O’Grady acknowledged that the emergence of this issue was not terribly surprising to him, noting that he was familiar with the nature of the agreement and that “we were bound to end up in this spot.”
I then asked O’Grady if he agreed with Kirstein’s call for a “public/private” partnership to engineer a solution to the deal, and noted that the overwhelming majority of arenas have public support. I also noted the other “public/private partnerships” touted by
the Commissioners, including a potential expanded equestrian facility for the Quarter Horse Congress, Huntington Park, and similar undertakings. While perhaps falling short of an enthusiastic embrace of the concept, he did note that he was in favor of “the right kind of public/private partnership”. He agreed that the Blue Jackets were “too important” to lose, and expressed his desire to be part of the solution. He is convinced that a solution can be found that will not require an increase in any taxes.
So, even though details are out of reach at this point, I came away with a much more positive view of the County willingness to be a participant in a solution to the issue, and was pleased to see that initial steps had been taken to investigate those solutions.
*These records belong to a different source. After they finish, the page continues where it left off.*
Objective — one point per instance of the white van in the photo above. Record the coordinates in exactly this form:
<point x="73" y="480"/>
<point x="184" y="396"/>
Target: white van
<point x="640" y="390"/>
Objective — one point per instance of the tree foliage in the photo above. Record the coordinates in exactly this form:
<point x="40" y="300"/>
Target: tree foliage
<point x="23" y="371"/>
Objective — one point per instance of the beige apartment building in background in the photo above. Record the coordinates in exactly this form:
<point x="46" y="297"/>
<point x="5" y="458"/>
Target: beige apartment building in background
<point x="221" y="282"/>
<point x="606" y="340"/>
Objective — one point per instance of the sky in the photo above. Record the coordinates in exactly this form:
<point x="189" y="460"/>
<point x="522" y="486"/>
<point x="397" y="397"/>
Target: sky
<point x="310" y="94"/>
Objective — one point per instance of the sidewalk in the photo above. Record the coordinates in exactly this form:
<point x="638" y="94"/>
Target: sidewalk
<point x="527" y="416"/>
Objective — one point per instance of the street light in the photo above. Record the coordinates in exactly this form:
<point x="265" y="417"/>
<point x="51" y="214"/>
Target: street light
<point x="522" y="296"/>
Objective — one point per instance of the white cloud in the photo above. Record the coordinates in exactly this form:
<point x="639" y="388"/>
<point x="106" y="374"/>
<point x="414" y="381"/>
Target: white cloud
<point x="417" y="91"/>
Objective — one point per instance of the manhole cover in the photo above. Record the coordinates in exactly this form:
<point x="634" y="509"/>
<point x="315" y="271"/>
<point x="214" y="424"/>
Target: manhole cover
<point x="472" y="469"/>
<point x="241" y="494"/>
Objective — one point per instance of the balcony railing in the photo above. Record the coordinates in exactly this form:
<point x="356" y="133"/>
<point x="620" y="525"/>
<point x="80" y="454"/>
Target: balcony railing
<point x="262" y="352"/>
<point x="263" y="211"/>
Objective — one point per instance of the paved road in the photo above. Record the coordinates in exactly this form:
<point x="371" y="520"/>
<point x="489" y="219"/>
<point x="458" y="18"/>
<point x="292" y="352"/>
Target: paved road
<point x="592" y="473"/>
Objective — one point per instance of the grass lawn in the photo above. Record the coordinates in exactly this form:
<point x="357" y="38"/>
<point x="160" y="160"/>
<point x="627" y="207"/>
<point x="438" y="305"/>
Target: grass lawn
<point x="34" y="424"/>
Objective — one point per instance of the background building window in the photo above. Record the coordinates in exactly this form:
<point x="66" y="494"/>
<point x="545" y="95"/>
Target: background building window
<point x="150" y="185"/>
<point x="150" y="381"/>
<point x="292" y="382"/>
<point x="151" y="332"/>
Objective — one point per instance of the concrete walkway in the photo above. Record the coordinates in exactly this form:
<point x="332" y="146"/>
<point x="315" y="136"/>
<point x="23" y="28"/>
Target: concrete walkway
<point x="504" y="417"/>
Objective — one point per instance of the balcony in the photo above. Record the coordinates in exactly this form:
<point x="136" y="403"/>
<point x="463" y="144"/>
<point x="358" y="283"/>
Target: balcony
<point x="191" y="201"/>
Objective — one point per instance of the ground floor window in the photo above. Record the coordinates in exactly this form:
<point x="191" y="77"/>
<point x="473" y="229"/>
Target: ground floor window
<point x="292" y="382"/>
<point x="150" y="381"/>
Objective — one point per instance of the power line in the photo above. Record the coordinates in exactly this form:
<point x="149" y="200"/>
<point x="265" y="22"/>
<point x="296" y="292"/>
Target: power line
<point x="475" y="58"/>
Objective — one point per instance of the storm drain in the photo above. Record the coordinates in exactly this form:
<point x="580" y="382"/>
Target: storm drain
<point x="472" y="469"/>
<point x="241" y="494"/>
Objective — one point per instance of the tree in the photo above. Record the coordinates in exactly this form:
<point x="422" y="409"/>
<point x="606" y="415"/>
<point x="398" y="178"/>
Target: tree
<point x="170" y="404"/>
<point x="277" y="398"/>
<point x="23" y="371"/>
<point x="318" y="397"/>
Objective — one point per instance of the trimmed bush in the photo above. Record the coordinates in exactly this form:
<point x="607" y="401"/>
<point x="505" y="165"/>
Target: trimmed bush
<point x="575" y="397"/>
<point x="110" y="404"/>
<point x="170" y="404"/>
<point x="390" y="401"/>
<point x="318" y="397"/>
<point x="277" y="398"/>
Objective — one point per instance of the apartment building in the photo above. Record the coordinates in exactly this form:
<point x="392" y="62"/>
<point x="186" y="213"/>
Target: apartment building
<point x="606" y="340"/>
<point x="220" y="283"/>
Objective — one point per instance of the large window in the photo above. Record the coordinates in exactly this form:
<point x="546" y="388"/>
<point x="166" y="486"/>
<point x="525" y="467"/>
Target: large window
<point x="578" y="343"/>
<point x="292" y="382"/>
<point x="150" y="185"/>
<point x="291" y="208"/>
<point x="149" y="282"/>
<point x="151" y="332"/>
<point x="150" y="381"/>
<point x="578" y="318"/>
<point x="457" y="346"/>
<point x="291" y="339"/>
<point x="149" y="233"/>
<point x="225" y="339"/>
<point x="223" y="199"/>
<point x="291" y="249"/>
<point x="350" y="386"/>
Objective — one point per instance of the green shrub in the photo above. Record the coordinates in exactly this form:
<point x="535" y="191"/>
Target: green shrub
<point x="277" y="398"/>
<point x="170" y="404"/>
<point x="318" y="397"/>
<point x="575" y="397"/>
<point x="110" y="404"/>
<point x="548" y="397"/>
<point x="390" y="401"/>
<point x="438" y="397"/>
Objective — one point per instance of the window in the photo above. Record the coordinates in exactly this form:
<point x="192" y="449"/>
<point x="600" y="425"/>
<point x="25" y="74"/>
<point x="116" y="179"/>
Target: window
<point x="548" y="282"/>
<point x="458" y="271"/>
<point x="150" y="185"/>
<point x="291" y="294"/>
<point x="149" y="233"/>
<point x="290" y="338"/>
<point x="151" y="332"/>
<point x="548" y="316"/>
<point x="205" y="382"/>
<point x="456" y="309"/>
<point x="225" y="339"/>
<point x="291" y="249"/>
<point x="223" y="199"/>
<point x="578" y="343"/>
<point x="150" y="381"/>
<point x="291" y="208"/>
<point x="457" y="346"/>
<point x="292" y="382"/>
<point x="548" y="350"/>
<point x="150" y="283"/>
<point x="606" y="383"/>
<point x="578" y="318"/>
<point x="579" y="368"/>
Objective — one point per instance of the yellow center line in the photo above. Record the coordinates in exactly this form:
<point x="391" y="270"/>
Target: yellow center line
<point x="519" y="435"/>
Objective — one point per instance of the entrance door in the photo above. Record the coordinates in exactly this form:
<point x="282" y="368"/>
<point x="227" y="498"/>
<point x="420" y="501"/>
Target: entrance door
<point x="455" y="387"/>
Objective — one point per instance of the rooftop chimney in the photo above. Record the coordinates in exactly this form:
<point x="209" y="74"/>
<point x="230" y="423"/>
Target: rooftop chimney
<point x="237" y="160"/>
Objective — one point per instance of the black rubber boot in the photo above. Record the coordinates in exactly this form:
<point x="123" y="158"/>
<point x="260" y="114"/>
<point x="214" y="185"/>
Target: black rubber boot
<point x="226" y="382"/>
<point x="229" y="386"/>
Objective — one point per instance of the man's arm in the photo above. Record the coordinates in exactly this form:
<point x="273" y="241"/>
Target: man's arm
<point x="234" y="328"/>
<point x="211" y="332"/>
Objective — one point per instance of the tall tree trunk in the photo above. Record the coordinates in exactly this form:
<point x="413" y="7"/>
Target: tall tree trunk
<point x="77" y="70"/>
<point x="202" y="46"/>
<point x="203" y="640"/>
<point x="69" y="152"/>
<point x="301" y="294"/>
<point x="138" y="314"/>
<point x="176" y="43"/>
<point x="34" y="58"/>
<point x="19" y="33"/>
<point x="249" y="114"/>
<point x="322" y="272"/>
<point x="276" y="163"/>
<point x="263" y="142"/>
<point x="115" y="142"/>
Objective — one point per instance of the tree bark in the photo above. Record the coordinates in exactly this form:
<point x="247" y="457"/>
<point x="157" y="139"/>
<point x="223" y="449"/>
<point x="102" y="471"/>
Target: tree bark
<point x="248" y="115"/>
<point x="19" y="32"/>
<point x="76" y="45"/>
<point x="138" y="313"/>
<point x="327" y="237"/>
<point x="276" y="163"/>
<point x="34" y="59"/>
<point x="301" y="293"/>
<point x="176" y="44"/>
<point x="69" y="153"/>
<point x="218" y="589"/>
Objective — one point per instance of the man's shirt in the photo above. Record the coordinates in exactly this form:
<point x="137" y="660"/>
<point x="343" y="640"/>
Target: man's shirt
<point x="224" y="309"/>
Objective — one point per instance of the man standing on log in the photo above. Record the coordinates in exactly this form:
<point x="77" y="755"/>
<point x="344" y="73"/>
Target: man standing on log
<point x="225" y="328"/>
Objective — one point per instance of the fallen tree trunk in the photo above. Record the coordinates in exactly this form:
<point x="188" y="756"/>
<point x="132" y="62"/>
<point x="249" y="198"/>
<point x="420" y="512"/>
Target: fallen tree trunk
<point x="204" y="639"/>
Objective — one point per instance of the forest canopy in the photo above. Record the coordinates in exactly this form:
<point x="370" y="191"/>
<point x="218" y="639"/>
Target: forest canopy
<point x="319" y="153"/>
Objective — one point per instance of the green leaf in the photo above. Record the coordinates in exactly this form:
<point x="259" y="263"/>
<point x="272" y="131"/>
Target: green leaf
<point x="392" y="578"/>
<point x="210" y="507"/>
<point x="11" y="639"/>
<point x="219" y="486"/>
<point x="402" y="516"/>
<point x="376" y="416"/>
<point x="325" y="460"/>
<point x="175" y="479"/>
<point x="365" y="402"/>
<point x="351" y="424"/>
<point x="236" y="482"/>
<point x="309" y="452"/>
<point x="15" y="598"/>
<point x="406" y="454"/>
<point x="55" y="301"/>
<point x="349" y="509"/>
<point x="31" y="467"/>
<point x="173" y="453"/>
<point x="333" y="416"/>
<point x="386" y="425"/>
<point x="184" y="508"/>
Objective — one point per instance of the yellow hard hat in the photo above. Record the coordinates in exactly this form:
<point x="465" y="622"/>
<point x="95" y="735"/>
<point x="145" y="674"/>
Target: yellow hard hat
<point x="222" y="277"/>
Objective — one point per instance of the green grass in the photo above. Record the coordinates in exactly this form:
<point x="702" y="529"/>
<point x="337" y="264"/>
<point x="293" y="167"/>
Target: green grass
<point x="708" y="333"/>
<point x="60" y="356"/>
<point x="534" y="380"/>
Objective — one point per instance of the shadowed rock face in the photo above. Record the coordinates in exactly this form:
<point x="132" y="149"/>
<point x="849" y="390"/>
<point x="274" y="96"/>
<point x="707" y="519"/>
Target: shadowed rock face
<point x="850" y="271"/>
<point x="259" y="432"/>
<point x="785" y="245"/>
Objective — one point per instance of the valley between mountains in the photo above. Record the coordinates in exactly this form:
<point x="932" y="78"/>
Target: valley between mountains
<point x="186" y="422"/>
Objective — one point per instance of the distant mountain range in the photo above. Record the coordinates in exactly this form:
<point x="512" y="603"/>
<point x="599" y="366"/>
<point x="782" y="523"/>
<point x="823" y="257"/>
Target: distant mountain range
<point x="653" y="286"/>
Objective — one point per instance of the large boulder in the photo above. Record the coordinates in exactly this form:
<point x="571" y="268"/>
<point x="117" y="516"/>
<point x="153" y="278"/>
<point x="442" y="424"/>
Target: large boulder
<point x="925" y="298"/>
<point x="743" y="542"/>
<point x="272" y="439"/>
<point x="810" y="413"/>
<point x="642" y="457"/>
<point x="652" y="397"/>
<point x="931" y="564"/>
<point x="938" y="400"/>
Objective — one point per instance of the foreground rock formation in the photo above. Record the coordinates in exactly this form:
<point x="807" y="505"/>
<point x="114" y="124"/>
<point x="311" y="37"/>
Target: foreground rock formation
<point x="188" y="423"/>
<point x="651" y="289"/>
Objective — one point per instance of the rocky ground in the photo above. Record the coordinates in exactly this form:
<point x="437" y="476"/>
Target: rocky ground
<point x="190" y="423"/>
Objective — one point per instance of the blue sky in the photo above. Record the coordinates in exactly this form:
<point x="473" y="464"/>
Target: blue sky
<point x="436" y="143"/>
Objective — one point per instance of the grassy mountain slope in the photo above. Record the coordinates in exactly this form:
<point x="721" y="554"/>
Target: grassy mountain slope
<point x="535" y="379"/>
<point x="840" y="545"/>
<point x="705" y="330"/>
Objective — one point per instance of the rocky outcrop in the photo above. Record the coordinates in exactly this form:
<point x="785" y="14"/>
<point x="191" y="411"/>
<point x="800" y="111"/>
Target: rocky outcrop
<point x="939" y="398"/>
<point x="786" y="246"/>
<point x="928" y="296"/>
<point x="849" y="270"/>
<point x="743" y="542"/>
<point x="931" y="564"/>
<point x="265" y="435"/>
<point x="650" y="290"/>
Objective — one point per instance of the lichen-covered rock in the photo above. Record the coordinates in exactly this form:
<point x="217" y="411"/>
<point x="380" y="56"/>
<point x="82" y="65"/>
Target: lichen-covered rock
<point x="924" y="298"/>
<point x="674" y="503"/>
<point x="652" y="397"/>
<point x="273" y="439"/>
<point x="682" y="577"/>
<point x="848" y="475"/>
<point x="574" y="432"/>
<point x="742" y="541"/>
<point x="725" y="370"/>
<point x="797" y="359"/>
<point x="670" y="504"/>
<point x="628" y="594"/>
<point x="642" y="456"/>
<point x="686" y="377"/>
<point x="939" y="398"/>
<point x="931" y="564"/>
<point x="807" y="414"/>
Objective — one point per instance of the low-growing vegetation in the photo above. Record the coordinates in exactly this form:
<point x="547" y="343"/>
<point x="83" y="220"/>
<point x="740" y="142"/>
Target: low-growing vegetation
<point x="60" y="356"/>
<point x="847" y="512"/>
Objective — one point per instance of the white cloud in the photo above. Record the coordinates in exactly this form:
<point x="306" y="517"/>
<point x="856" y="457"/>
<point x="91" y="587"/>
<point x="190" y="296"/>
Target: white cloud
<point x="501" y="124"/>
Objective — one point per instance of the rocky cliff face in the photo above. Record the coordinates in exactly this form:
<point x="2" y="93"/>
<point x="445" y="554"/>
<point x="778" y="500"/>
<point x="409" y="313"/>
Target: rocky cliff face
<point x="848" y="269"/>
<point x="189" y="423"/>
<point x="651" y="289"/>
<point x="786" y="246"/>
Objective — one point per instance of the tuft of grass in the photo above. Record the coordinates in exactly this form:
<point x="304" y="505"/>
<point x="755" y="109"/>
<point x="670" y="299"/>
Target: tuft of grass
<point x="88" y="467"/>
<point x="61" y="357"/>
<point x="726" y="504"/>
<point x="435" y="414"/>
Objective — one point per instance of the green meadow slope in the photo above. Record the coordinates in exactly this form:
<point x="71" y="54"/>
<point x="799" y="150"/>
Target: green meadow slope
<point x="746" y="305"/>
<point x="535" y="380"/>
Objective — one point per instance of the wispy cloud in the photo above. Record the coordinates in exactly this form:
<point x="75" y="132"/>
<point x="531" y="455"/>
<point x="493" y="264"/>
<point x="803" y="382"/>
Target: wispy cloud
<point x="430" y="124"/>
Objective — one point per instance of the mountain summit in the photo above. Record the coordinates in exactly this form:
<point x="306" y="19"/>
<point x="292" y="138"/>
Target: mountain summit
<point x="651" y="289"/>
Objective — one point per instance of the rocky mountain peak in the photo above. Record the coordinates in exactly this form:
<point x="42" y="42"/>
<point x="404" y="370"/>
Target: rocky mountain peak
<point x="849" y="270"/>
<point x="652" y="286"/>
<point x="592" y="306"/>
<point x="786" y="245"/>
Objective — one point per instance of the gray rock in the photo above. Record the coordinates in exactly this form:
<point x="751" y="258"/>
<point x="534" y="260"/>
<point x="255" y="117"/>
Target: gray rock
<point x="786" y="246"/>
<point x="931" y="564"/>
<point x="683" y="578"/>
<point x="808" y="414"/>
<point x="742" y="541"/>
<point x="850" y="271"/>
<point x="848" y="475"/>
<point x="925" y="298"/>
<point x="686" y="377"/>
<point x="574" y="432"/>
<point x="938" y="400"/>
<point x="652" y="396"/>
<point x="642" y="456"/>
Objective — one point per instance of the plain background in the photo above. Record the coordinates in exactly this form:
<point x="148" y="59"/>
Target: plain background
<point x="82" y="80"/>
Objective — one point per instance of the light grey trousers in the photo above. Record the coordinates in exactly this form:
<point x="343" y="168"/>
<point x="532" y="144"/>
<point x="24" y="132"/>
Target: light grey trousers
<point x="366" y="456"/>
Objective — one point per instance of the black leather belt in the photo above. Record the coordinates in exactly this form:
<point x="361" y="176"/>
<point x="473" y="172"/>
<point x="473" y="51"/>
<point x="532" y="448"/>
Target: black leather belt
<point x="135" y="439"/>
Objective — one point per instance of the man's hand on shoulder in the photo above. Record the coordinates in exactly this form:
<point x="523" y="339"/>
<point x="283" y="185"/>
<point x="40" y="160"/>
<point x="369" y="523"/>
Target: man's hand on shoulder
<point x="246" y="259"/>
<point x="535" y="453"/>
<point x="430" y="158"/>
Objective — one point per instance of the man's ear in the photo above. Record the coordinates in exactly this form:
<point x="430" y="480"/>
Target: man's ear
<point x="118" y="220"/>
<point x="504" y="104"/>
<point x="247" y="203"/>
Where We Are, And Where We Aren’t
In the final analysis, here is my take on where things stand right now:
- The McConnells are taking some serious financial hits, which need to be rectified
- The financial shortfalls are not the result of basic operational flaws or a bad local market
- The crux of the current situation is the Nationwide Arena lease , and the revenue streams the club cannot access.
- The Blue Jackets and Nationwide Arena are the keys to the Arena District, which is the single biggeset economic engine in Columbus. To permit that to go away would be economic and political suicide for the parties in charge.
- The County is interested in participating in a solution, but does not want to increase taxes
- The Blue Jackets are not playing the “we are moving” card, and have no motivation to do so, as long as progress is being made.
- Comparisons between this issue and the Phoenix situation are ludicrous.
- Given the success of the Arena District, public participation is far more palatable than in 1997, when the success of such an endeaver was doubted.
I am a firm believer that progress will be made and that in the long run, this will be viewed as a minor blip in the franchise history. There is too much at stake economically to ignore the problem, and we have some big hitters paying attention to it.